LUBBOCK, Texas – In 2001, Bob Knight quickly stole the hearts of the Red Raiders when he became the new Men’s Basketball coach at Texas Tech University (TTU) after a lengthy and storied career at Indiana University.

TTU legend Bubba Jennings (1980-1985) was an assistant coach under the general from 2008 – 2013. He called him the ultimate motivator. 

“Coach Knight is a bigger-than-life figure,” Jennings said. “When he enters a room, the whole atmosphere of the room changes. Everybody gets on their toes, everybody’s alert to what’s going on.
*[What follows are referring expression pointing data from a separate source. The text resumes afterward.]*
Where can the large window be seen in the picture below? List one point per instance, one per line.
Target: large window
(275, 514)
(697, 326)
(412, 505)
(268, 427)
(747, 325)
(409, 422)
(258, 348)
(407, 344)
I’ve been around a lot of famous people, but none of them have the effect that Coach Knight has on a room.”

There were certainly well-documented negatives from Knight’s behavior.
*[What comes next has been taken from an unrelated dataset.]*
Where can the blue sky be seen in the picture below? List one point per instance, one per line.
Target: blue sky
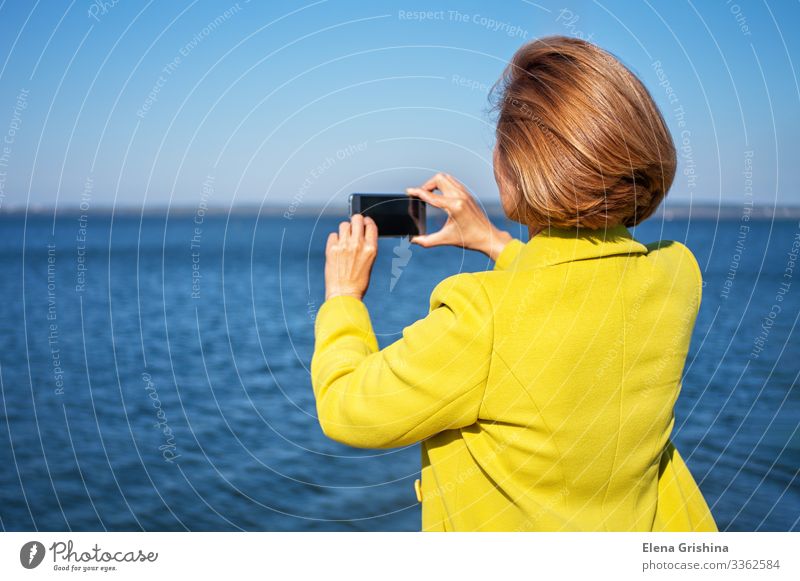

“He was his own man, no question about it,” Jennings said.

However, those who worked with him and learned from him often described him as a dedicated person who changed the game and everyone around him. 

“To be able to get to know Coach behind the scenes when the cameras were off, I thought that’s where we all came to love him and get to know him because he was just a regular guy with a sense of humor,” said Jesus Arenas, who played under Knight at TTU from 2001 – 2002.
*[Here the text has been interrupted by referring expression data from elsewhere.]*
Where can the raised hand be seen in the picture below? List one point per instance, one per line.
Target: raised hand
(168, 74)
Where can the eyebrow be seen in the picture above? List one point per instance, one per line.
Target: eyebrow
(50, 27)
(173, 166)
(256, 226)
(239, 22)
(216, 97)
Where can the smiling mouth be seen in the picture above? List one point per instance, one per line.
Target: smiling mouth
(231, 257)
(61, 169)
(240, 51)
Knight made huge strides with Red Raider hoops, making March Madness four times in his first six seasons with the team.

“Coach Knight just did so much for Texas Tech, and for all of basketball,” Jennings said. “Everybody today does something that coach did and that he came up with.”

Those who knew the coaching giant shared stories of his generous nature.

“Sometimes for Christmas, we would get a bonus that was half of our salary from him,” Jennings said. “He just really, really took care of us.” 

“He thought I’d make a good coach and he paid for my education during that summer to get certified to be a teacher and then a few months later, I was working in Lubbock ISD at Dunbar and then I kind of just worked my way up,” Arenas said. “Sometimes when I have time to breathe and think, I think of coach. I’ve got his picture in my office, and a poster of our team that year. He had a big part of where I am today, so I’ll always be grateful for that.”

The coaching legend died Wednesday just six days after celebrating his 83rd birthday. 

The Hall of Famer is amongst the winningest coaches in college basketball, surpassing 900 wins. His coaching career, which spans over four decades, makes for a legacy that will be everlasting.

“I don’t think there’ll ever be another coach like Coach Knight,” Jennings said.